Further down and located in the heart of middle Georgia, historic Milledgeville boasts of stately southern mansions and gracious garden gates which have harbored distinguished governors, generals, and ghosts. Beneath the sun-dripped shade of towering oaks, Milledgeville still beckons travelers with impressive architecture, historic venues, a glistening lake, and an authentic arboretum. Visitors can stroll through the charming downtown, or take a trolley ride. Amongst the grand Antebellum homes lining the streets of Milledgeville there exists a wealth of cultural opportunities all within walking distance. Those seeking history can follow in Sherman’s footsteps at the Old Governor’s Mansion or visit Georgia’s Old Capital Museum, located in the building where Georgia legislators voted to secede from the Union. Milledgeville’s rich assortment of historic sites, houses and museums provides visitors with a unique ambiance to learn about the days as the state Capital during a fascinating time of the nation’s history. But there is more to the district that just history. Contemporary student artwork and traditional collections add vibrancy and celebrate history in eclectic galleries such as Blackbridge Hall and the John Marlor Arts Center. Sites such as Andalusia provided inspiration for one of America’s greatest authors, Flannery O’Connor and served as the setting for many of her stories and characters.
One of the final stops on the Trail brings visitors to Gray and Old Clinton. Visitors can experience life on an 1850s cotton plantation as they walk the grounds of the Jarrell Plantation State Historic Site. Only a half mile from the Jarrell Plantation, Hitchiti Nature Trail offers hiking trials, including a four-mile loop that follows Little Falling Creek to the Ocmulgee River. Griswo
ldville, once home to a Confederate pistol factory, is dotted with historical markers describing the Battle of Griswoldville. The battlefield has been preserved and is well marked. Today, only farms and a few residents mark the town, once home to 500 people.
The Old Clinton Historic District is architecturally significant for its collection of early 19th century homes and public buildings now on the National Register of Historic Places. Visitors can attend Old Clinton War Days, a reenactment of the Federal occupation of Clinton during the Civil War (which takes place the first weekend of May) before heading off to complete the journey in Macon.
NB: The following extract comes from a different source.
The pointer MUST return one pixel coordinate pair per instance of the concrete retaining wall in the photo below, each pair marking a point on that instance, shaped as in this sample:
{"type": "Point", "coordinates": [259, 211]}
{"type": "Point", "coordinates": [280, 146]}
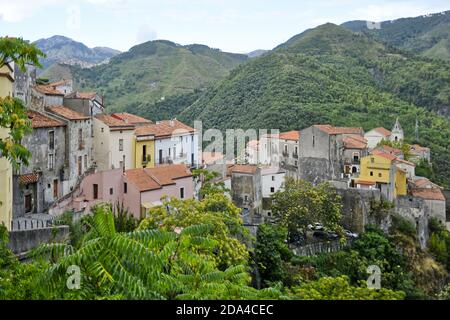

An old sweet song. A soulful serenade. A screaming guitar. Trail-goers: get ready to rock when you roll into historic Macon. An eclectic fusion of amazing architecture blends smoothly with urban downtown digs for fine dining, drinks and dancing in an eclectic environment for fun.
Even the museums rock and roll. Visitors can get down downtown at the Georgia Music Hall of Fame with the B-52’s, R.E.M., Little Richard, Jason Aldean and the Allman Brothers, sit on the dock with Otis Redding’s life-size statue overlooking the Ocmulgee River, or stroll along their beautiful boulevards lined with 300,000 Yoshino cherry trees. There is something to sing about...the Song & Soul of the South in historic Macon, Georgia.